Today was one of the strangest market days I have seen in a while. This morning, the odd combination of gold, the dollar, and US treasuries were soaring. Equities were down pretty hard.
Supposedly this was attributed to Brexit fears. Not one, but two new polls showed Brexit in the lead.
Then in a tragic incident, Jo Cox, a Labour candidate for Remain, was shot and stabbed to death. The Markets reversed sharply on the news.
Let’s take a look at the reversals followed by a recap of the tragic incident.
30-Year Bond Yield
S&P 500 Index
Fatal Shooting of British MP Jo Cox Leaves UK in Shock
The timing of these reversals coincides with this Financial Times report: Fatal Shooting of British MP Jo Cox Leaves UK in Shock.
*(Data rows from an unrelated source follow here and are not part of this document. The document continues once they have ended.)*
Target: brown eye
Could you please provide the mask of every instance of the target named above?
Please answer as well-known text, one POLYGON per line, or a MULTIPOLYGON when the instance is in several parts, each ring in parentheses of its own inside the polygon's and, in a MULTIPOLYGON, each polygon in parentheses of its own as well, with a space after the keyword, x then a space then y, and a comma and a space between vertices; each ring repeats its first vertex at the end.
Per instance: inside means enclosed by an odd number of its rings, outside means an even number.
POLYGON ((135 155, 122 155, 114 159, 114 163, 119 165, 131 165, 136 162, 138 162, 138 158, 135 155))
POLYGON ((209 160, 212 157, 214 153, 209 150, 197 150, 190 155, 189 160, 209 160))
Jo Cox, aged 41, a supporter of the campaign for Britain to remain in the EU, was shot and stabbed several times in her constituency town of Birstall, near Leeds in northern England, on Thursday lunchtime outside a local library where she had been meeting residents.
Her killing was condemned by politicians stunned by the violence. Both the Remain and Leave sides immediately suspended campaigning. Prime Minister David Cameron cancelled an appearance at a Remain rally in Gibraltar, saying: “It’s right that we are suspending campaigning activity in this referendum and everyone’s thoughts will be with Jo’s family and her constituents at this terrible time.”
Local media said witnesses reported that the man shouted “Britain first” during the attack, but that was unconfirmed. One witness, café owner Clarke Rothwell, later told the BBC that the attacker had shouted “Britain first” or “put Britain first”.
Former London mayor Boris Johnson, a leader of the Leave campaign, called off a battle bus tour for the Leave campaign after hearing of Ms Cox’s shooting, which he said was “absolutely horrific”.
Campaigns Suspended, Not the Vote
That alleged shouting of “Britain First” is not confirmed. And it appears the markets reacted as if the Brexit vote was suspended, as opposed to campaigns.
But once rallies like these start, they tend to last all day.
Did the attacker really shout “Britain First”? That is still in question.
Regardless, it is uncertain how this affects the Brexit vote. I have seen comments go both ways.
My instinct is that this incident, not history, could conceivably save Remain. Otherwise agnostic voters may vote out of solidarity.
It’s also possible the incident saps the energy from Remain, or voter turnout in general becomes disgusted by the whole process.
Finally, it’s possible that Remain tries to capitalize on this, and the attempt backfires.
So, we really do not know. Only polls taken after this incident will be reliable now.